The clerk at the main courthouse keeps the paper file. Walk in at 777 Punchbowl Street to ask for a copy of a Kailua bench warrant. The clerk may charge a per-page fee. Some files can be pulled up on the lobby terminal. Sealed files stay off the public side of the portal.
Note: A Kailua bench warrant stays open until police serve it or the judge recalls it, so an old windward case can still lead to an arrest years later.
Kailua Bench Warrants Records Access
The Hawaii Criminal Justice Data Center runs a public access site in Honolulu at 465 South King Street, Room 102. The phone line is (808) 587-3279. Each printout costs $25. Staff there pull adult criminal history. The record does not show an active bench warrant on its own. Still, past case data often points to the case where a Kailua bench warrant may be open.
The image below is from the HCJDC criminal history records check page.
The HCJDC check is the main state tool for adult conviction data tied to a Kailua bench warrants case.
HPD posts a daily arrest log on the arrest logs page.

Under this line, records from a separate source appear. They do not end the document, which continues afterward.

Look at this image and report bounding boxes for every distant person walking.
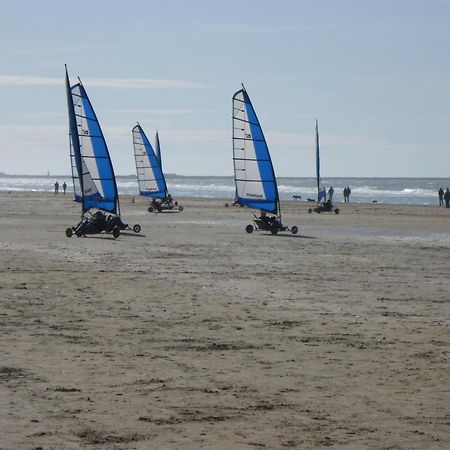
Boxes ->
[444,188,450,208]
[328,186,334,202]
[343,186,352,203]
[438,188,444,206]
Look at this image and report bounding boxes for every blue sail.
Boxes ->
[66,69,119,214]
[233,88,279,214]
[132,124,167,198]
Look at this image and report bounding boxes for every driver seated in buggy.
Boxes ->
[255,211,279,230]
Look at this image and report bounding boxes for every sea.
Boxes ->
[0,174,450,205]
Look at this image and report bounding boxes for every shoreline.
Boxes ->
[0,192,450,450]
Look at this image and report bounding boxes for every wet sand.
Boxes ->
[0,192,450,450]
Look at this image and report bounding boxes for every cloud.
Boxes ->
[0,75,207,89]
[111,108,220,116]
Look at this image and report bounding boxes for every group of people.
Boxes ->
[438,188,450,208]
[54,181,67,195]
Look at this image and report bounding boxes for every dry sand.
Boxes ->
[0,192,450,450]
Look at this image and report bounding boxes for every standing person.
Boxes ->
[343,186,348,203]
[328,186,334,202]
[444,188,450,208]
[438,187,444,206]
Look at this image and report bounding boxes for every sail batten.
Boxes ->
[132,124,167,198]
[232,89,279,214]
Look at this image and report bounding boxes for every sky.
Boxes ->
[0,0,450,177]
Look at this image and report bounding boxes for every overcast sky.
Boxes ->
[0,0,450,177]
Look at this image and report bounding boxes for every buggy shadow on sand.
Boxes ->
[66,210,141,239]
[245,214,298,234]
[308,200,339,214]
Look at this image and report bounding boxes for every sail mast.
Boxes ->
[64,64,86,216]
[232,85,280,215]
[316,119,320,203]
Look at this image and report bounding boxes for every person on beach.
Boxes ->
[343,186,351,203]
[444,188,450,208]
[328,186,334,202]
[438,187,444,206]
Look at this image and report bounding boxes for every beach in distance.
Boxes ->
[0,191,450,450]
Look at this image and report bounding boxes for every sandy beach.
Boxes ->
[0,192,450,450]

The log shows name, age, charge, and place of arrest. Entries fall off after 14 days. A Kailua bench warrant arrest shows up tagged by the charge that led to the warrant. Check the log often if you want to track a recent windward booking.
Tools you can use for a Kailua bench warrants check:
- eCourt Kokua (free)
- Statewide warrants page (free)
- eCrim basic lookup ($5)
- HCJDC walk-in printout ($25)
- HPD daily arrest log (free)
Clearing a Kailua Bench Warrant
If you find a Kailua bench warrant in your name, talk to a lawyer first. A private defense lawyer can file a motion to quash the warrant and set a new court date. The Office of the Public Defender helps people who cannot pay. A First Circuit judge may quash a Kailua bench warrant if the person shows up and posts the bail listed on the face of the paper.
Walking in to the Kailua Substation to ask about a warrant can lead to on-the-spot arrest. A safer path is to call HPD Records at (808) 723-3258 first and then send a lawyer to the courthouse. The Oahu Community Correctional Center at (808) 832-1777 is the main booking point for adult warrant pickups. The center runs intake 24 hours a day. Bail bond agents from downtown Honolulu serve the windward side and can clear a low-bail Kailua bench warrant in a few hours.
County That Handles Kailua Filings
Kailua is part of the City and County of Honolulu. All bench warrant filings go through the First Circuit Court. For the full county view of each tool, each office, and each HPD district line, visit the Honolulu County bench warrants page.
Nearby Oahu Cities
Kailua shares the windward coast with Kaneohe. On the other side of the island, Urban Honolulu, Pearl City, and Waipahu all fall under the same First Circuit Court.